坂道では自転車を降りて
昼休み、部室に向かう俺を原が呼び止めた。
「飯塚の意見はもっともだ。」
「そんなの分かってる。」
でも、上手くできないんだ。
「お前だって困るだろ。俺だって困る。」
「わかってる。。努力してみるよ。」
「問題はひとつひとつ潰して行くしかない。まずは、織田と話してみな。」
「織田?」
もう1人の大道具だ。織田とはほとんど話した事がなかった。熱心でないのか以前はあまり見かけなかったが、最近はよく見る。
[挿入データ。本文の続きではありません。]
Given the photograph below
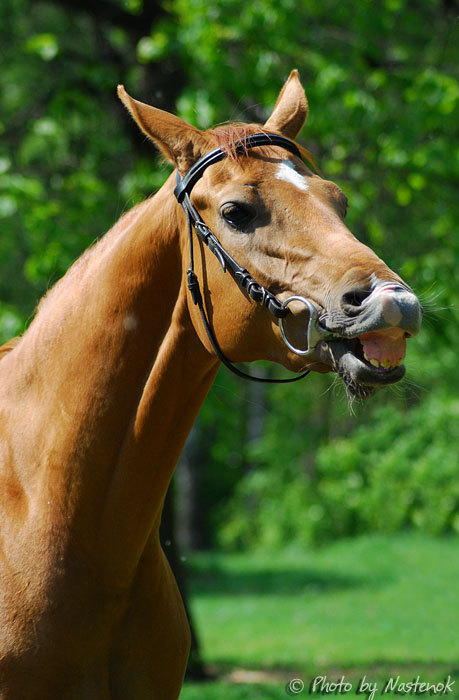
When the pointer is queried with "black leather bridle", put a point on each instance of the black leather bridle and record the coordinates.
(245, 280)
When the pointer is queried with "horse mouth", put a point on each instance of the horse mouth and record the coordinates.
(365, 363)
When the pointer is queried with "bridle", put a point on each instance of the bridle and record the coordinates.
(256, 291)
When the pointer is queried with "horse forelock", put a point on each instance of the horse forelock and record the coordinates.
(229, 136)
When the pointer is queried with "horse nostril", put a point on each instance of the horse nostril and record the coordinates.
(352, 300)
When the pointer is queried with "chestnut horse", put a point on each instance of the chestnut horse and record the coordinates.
(98, 396)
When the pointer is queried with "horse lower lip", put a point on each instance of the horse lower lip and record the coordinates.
(343, 355)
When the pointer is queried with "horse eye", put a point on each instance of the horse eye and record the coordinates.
(237, 215)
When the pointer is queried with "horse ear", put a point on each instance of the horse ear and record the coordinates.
(180, 142)
(291, 108)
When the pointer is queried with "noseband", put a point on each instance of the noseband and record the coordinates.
(256, 291)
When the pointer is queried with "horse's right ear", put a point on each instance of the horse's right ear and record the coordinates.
(180, 142)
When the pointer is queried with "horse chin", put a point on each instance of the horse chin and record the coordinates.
(360, 377)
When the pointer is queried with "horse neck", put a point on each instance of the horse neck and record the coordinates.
(109, 379)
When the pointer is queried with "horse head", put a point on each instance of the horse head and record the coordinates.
(285, 225)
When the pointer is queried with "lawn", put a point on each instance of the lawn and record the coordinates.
(378, 606)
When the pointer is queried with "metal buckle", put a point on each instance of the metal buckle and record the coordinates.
(315, 332)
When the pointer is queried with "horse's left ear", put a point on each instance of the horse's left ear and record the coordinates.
(180, 142)
(291, 108)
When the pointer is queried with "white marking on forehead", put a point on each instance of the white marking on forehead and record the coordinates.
(286, 171)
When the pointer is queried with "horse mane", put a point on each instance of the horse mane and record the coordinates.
(228, 135)
(8, 346)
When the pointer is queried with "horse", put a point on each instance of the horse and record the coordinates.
(242, 255)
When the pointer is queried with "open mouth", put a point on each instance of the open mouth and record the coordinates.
(368, 361)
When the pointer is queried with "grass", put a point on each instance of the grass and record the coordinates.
(378, 606)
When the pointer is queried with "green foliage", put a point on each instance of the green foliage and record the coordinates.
(398, 471)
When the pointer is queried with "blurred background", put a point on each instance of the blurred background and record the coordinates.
(309, 536)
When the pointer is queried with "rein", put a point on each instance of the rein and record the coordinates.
(256, 291)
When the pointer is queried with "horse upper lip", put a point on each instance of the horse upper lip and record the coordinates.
(382, 309)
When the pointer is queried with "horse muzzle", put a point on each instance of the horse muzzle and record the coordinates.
(364, 342)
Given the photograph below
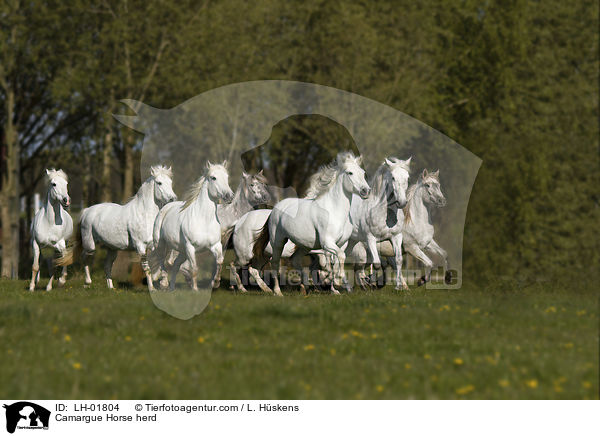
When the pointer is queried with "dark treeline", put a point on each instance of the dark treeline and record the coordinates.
(515, 82)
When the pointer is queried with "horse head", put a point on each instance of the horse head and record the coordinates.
(432, 190)
(217, 178)
(396, 177)
(255, 186)
(163, 185)
(57, 187)
(354, 176)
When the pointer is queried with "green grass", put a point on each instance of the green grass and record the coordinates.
(478, 342)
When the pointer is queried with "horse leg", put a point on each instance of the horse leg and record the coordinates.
(416, 251)
(338, 257)
(441, 257)
(35, 268)
(297, 265)
(237, 278)
(63, 276)
(111, 255)
(217, 251)
(259, 281)
(397, 246)
(373, 255)
(178, 261)
(51, 270)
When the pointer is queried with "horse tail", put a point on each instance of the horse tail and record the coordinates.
(261, 241)
(73, 252)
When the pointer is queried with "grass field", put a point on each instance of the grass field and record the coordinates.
(479, 342)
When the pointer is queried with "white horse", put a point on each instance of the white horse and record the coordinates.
(123, 227)
(244, 238)
(321, 220)
(52, 226)
(189, 226)
(251, 192)
(370, 219)
(418, 230)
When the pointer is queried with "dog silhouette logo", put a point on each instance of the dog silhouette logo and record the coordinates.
(26, 415)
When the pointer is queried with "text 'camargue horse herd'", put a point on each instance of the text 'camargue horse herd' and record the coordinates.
(341, 216)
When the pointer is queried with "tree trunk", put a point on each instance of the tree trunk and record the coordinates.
(106, 157)
(10, 195)
(127, 167)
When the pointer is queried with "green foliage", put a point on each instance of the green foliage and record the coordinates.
(514, 82)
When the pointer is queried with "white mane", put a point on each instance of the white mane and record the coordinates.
(325, 177)
(193, 192)
(157, 170)
(52, 173)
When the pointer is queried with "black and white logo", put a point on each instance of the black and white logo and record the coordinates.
(26, 415)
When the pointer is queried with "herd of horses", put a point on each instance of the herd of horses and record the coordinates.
(340, 216)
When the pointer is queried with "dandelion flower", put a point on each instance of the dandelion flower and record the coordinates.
(465, 390)
(533, 383)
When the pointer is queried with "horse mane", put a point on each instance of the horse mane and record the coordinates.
(410, 194)
(377, 181)
(325, 177)
(56, 173)
(193, 192)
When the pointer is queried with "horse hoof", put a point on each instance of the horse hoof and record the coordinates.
(448, 277)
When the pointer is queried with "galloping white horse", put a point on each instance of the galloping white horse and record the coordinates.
(123, 227)
(52, 226)
(418, 230)
(321, 220)
(251, 192)
(193, 225)
(369, 217)
(244, 238)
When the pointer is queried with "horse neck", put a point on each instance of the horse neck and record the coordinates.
(238, 207)
(144, 199)
(337, 197)
(417, 208)
(53, 210)
(203, 206)
(377, 213)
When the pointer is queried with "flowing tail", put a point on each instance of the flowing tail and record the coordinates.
(73, 252)
(261, 241)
「高橋は気が弱くて、椎名に意見できない。織田なら椎名と対等だし、椎名は織田に借りがあるんだ。同じ大道具だし。お前、織田と話した事ある?」
「ほとんどない。でも、」
「なんだ?」
「いや。」
多分、良く思われてないんだろう。いつも睨んでくる。
「あいつ、実はかなり切れるよ。一歩引いた所があるけど、周りもよく見てる。あいつがもうちょっと熱心だったら、次の舞台監督はあいつで決まりなんだが。お前が頭を下げれば、多少は彼女の面倒をみてくれるんじゃないかな。あいつを抱き込もう。」
織田は、彼女をどう思ってるんだろう。高橋の話には出てこなかったけど、一緒になってからかってたんだろ。信用できるのか?